Kenneth Burman, MD, from Washington Hospital Center, Washington, DC, recommended that use of salmon calcitonin be limited to certain subgroups and not taken off the market completely.

"The data with regard to cancer increase are intriguing and certainly need to be investigated further; however, my feelings were assuaged when I heard that the cancers were mainly basal cell carcinomas of the skin and that the increase was not statistically significant when those tumors were removed from the compilation," Dr. Burman said.

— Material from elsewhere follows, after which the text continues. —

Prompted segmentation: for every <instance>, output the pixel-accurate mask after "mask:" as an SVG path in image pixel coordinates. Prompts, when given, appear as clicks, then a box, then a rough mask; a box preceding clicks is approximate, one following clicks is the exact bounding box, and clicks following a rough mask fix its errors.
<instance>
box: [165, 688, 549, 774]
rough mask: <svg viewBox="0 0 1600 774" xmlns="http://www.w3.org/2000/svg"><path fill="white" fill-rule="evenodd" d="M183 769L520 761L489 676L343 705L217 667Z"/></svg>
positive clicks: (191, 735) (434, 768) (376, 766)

"I agree that this could be indicated in patients with certain diseases, such as renal failure [and] blood clots and in elderly women or other people who are unable to take the other medications for osteoporosis that are available," he said.

"As a practising clinician, there definitely are subpopulations for whom this drug is of benefit," said Richard Bockman, MD, from the Hospital for Special Surgery, New York City.

"In my own particular circumstance, these are patients with recent fractures who are basically treatment-naive, in whom we have a definite feeling that current therapies such as bisphosphonates actually would interfere with healing. We like to see healing go forward, and calcitonin does not, in our hands, show any evidence for blocking healing," Dr. Bockman said.

"I also think that the cancer signal is weak at this point and definitely deserves attention, and probably merits a significant warning in the use of this medication," he added.

FDA advisory panel members are vetted for conflicts of interest and waivers are granted if necessary. No waivers were granted for this meeting.